Prof. Dr. Frances Gardner

Prof. Dr. Frances Gardner

Prof. Dr. Frances Gardner works on the development and evaluation of parenting interventions, investigating questions about their effectiveness for reducing child disruptive behaviour, and child maltreatment, their transportability across countries, and mechanisms and moderators of change, using randomised trials and systematic reviews. She recently completed a series of systematic reviews, using a range of different methods to elucidate the essential components of parenting interventions, with a view to understanding how programmes can be strengthened, or abbreviated, prior to scale up. She led a large individual participant data (IPD) meta-analysis of parenting trials across Europe, in order to understand the effects of parenting interventions on disadvantaged and ethnic minority families, as well as effects of other child and parent characteristics as moderators. She has conducted many randomised trials of parenting interventions in UK, USA, South Africa, Tanzania and the Philippines. Her work has helped informed policy in many governments and international organisations, including WHO, UNICEF, UNODC, and the Governments of UK, Malta, Estonia, Slovenia, New Zealand, Montenegro, and Sweden’s SBU (Health Technology Assessment) agency. She serves on the Board of ‘Blueprints for Violence Prevention’, on a WHO Expert Panel on Standard of Evidence in Violence Prevention, and previously, the Scientific Advisory Board for the UK National Academy of Parenting Practitioners.

Relevant publications:
  1. Gardner, F., Knerr, W., Montgomery, P. (2016). Transporting evidence-based parenting programs for child problem behavior (age 3-10) between countries: Systematic review and meta-analysis. Journal of Clinical Child and Adolescent Psychology. 45, 749-762.

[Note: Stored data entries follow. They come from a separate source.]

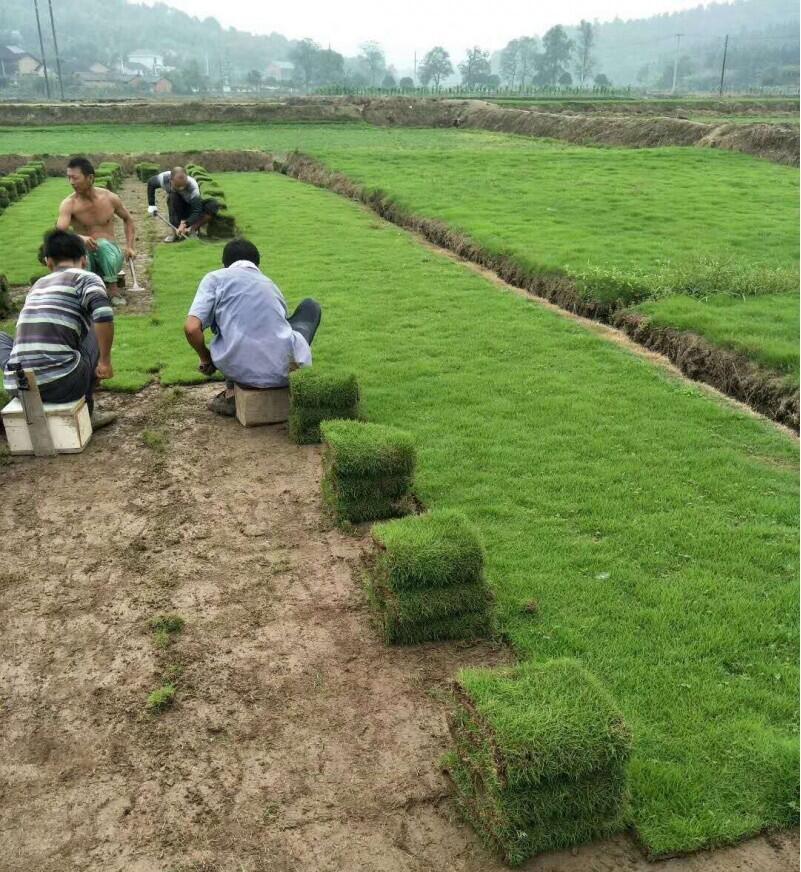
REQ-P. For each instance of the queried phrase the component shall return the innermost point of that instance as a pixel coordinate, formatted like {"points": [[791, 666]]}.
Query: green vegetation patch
{"points": [[540, 757], [426, 579], [369, 470], [22, 227], [763, 327], [317, 395], [626, 225], [655, 528], [161, 698]]}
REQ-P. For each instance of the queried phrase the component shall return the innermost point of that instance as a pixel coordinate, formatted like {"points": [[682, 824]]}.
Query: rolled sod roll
{"points": [[369, 470], [316, 395], [540, 756], [426, 579]]}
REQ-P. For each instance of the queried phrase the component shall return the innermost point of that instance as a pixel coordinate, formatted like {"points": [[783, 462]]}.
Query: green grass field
{"points": [[22, 226], [628, 224], [763, 327], [655, 528]]}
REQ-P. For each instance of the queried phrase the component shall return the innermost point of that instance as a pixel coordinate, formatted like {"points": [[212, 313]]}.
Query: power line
{"points": [[41, 46], [55, 45]]}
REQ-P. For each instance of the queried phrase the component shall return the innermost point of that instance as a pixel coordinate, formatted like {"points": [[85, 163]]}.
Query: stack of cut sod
{"points": [[369, 470], [316, 396], [426, 580], [540, 757]]}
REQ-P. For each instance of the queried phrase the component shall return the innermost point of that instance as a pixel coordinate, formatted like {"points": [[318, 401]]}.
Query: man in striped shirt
{"points": [[65, 329]]}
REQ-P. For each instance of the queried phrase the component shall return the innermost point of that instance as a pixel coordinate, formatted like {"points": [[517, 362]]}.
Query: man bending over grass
{"points": [[188, 210], [255, 344], [64, 331], [91, 212]]}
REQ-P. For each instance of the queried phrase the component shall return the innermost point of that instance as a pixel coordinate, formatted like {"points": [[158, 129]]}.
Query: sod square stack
{"points": [[540, 757], [316, 396], [369, 470], [426, 579]]}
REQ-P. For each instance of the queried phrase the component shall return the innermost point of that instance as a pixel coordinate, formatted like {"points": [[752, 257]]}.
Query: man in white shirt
{"points": [[255, 344]]}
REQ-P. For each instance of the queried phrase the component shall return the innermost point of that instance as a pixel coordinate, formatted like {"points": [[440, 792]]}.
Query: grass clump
{"points": [[369, 469], [165, 628], [161, 698], [316, 396], [145, 170], [426, 580], [539, 759]]}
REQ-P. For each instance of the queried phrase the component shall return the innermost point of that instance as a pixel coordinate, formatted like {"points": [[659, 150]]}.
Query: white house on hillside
{"points": [[150, 60]]}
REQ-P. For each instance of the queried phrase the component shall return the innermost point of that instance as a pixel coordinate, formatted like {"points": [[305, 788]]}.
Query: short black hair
{"points": [[83, 164], [61, 245], [240, 249]]}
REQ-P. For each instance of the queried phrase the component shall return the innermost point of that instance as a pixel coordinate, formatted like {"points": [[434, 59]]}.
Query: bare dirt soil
{"points": [[297, 741]]}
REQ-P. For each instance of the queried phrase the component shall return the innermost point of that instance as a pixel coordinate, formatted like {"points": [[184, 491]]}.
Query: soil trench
{"points": [[148, 232], [297, 740]]}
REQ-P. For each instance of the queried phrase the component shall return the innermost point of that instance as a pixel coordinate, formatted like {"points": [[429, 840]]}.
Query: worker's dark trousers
{"points": [[79, 383], [179, 208], [306, 318]]}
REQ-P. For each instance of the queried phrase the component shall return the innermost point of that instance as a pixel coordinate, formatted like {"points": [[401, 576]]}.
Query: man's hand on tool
{"points": [[104, 369]]}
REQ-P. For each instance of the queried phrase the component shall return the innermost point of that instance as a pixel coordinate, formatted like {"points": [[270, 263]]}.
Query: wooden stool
{"points": [[256, 406], [64, 428]]}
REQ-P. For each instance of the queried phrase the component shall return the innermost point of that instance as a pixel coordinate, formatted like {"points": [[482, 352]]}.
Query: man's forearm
{"points": [[152, 186], [196, 339], [104, 332], [130, 233]]}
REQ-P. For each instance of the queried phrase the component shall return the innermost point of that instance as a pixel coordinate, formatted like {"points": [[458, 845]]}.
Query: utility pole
{"points": [[723, 68], [676, 63], [41, 47], [55, 45]]}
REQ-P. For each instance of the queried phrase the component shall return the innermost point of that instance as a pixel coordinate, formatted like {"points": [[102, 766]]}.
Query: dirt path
{"points": [[148, 233], [297, 741]]}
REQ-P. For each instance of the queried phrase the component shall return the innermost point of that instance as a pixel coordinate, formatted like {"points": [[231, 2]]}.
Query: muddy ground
{"points": [[296, 742]]}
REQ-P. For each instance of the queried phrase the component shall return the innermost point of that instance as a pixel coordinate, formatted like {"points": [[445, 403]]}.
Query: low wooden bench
{"points": [[45, 429], [256, 406]]}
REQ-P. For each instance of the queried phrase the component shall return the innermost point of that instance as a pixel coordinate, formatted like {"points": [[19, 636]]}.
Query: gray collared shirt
{"points": [[254, 342]]}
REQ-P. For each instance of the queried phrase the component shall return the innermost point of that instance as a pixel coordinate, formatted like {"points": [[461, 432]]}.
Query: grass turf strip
{"points": [[629, 224], [427, 574], [22, 227], [655, 528], [540, 754]]}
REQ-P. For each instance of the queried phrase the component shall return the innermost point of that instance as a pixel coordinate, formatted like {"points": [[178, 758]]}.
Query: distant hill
{"points": [[763, 46], [107, 31]]}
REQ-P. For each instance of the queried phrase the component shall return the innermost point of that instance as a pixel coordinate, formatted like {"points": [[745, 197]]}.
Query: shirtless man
{"points": [[91, 212]]}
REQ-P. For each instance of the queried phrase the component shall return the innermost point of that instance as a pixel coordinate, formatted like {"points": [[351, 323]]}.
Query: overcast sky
{"points": [[404, 26]]}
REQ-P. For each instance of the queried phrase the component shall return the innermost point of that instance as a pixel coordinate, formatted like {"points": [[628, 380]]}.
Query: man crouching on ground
{"points": [[188, 209], [91, 212], [255, 345], [64, 331]]}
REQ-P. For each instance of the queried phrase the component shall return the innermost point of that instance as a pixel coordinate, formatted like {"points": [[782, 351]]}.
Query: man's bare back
{"points": [[92, 215]]}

  2. Gottfredson, D., Cook, T., Gardner, F., Gorman-Smith, D., Howe, G., Sandler, I., Zafft, K. (2015). Standards of Evidence for Efficacy, Effectiveness, and Scale-up Research in Prevention Science: Next Generation. Prevention Science, 16, 893-926.

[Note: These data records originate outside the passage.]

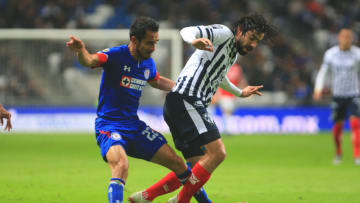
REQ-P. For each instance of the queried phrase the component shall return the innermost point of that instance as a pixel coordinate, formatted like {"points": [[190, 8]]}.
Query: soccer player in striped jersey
{"points": [[119, 131], [343, 61], [4, 114], [194, 131]]}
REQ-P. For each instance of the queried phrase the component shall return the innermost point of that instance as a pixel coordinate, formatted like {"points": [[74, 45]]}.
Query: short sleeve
{"points": [[216, 33], [327, 58], [106, 56], [153, 75]]}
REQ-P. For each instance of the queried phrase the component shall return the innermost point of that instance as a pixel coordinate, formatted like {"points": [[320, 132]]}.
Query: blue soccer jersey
{"points": [[121, 84]]}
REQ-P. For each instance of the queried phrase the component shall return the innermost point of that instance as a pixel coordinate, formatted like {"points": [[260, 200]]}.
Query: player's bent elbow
{"points": [[220, 155]]}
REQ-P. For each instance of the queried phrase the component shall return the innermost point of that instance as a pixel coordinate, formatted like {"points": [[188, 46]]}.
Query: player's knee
{"points": [[178, 165], [120, 167], [218, 156], [354, 123]]}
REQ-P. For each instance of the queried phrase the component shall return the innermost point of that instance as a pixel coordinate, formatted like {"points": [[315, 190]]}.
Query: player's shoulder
{"points": [[221, 32], [149, 63], [121, 48], [332, 50], [220, 28], [355, 49]]}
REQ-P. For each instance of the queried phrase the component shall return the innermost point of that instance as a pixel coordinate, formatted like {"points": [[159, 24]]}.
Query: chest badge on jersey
{"points": [[147, 74], [115, 136], [127, 68], [125, 81]]}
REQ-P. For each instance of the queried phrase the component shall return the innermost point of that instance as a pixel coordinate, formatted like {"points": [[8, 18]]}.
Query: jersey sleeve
{"points": [[105, 56], [154, 75], [320, 78], [216, 33]]}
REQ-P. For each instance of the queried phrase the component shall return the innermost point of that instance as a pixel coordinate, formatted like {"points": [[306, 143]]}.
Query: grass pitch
{"points": [[258, 169]]}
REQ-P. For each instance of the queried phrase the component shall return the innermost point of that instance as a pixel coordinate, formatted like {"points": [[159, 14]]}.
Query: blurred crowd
{"points": [[307, 28]]}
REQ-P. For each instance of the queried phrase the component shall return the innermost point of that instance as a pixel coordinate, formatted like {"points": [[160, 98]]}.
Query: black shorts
{"points": [[190, 124], [343, 106]]}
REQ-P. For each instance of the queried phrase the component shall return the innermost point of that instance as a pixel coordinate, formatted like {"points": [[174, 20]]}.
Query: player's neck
{"points": [[344, 48], [133, 52]]}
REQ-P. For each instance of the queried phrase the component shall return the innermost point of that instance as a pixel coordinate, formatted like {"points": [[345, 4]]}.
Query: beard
{"points": [[243, 50], [142, 55]]}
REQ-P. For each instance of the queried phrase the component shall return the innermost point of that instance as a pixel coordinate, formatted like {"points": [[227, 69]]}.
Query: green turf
{"points": [[263, 169]]}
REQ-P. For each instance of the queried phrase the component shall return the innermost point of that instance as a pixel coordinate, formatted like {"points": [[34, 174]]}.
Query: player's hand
{"points": [[75, 44], [5, 115], [317, 95], [250, 90], [203, 44]]}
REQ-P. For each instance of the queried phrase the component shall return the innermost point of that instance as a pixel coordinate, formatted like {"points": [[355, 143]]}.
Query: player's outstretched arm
{"points": [[163, 83], [84, 57], [7, 115], [250, 90]]}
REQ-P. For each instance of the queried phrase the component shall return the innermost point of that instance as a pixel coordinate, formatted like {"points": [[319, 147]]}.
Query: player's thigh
{"points": [[354, 107], [145, 143], [338, 109], [167, 157]]}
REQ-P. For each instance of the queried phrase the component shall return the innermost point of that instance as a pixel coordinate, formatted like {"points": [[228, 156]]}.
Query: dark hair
{"points": [[141, 25], [257, 23]]}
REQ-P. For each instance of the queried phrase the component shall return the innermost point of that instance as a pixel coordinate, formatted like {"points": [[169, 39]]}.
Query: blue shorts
{"points": [[139, 141]]}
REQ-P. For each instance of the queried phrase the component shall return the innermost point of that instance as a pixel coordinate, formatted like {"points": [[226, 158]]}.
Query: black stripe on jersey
{"points": [[200, 31], [233, 51], [212, 72], [207, 64], [181, 83], [215, 78], [208, 33], [192, 78]]}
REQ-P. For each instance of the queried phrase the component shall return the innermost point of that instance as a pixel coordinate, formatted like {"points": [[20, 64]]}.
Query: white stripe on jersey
{"points": [[345, 67], [196, 118], [205, 70]]}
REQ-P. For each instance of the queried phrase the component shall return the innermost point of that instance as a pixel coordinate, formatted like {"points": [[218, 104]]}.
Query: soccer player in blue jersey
{"points": [[119, 132], [4, 114]]}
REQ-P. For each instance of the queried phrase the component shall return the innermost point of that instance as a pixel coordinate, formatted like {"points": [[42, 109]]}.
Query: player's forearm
{"points": [[189, 34], [228, 86], [87, 59], [163, 84]]}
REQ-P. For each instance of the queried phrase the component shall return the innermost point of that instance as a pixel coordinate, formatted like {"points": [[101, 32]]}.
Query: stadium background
{"points": [[41, 72], [48, 91]]}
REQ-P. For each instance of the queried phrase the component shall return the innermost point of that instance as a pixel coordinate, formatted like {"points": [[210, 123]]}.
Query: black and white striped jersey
{"points": [[344, 67], [204, 71]]}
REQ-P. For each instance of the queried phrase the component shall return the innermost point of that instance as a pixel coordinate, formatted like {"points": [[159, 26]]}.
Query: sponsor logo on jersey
{"points": [[132, 83], [127, 68], [198, 104], [147, 74], [115, 136], [193, 179]]}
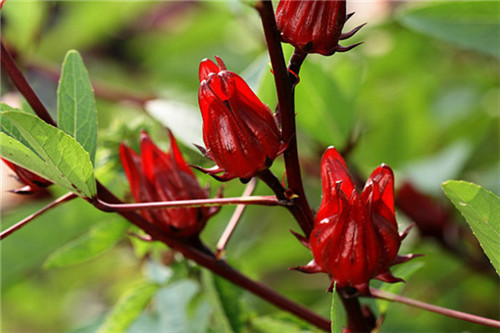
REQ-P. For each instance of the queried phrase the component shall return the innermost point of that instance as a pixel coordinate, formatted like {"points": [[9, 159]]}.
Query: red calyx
{"points": [[158, 176], [314, 26], [33, 181], [355, 236], [239, 131]]}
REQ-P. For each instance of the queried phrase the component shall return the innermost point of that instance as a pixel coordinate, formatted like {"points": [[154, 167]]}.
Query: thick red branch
{"points": [[194, 253], [286, 108]]}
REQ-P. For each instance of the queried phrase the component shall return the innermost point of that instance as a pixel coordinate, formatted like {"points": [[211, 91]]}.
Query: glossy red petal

  3. Knerr, W., Gardner, F., & Cluver, L. (2013). Improving Positive Parenting Skills and Reducing Harsh and Abusive Parenting in Low- and Middle-Income Countries: A Systematic Review. Prevention Science, 14, 352-363.
  4. Gardner, F., Hutchings, J. & Bywater, T., & Whitaker, C. (2010). Who benefits and how does it work? Moderators and mediators of outcomes in a randomised trial of parenting interventions in multiple ‘Sure Start’ services. Journal of Clinical Child and Adolescent Psychology, 39, 568-80.
  5. Gardner, F., Burton, J. & Klimes, I. (2006). Randomised controlled trial of a parenting intervention in the voluntary sector for reducing child conduct problems: outcomes and mechanisms of change. Journal of Child Psychology & Psychiatry, 47, 1123-1132.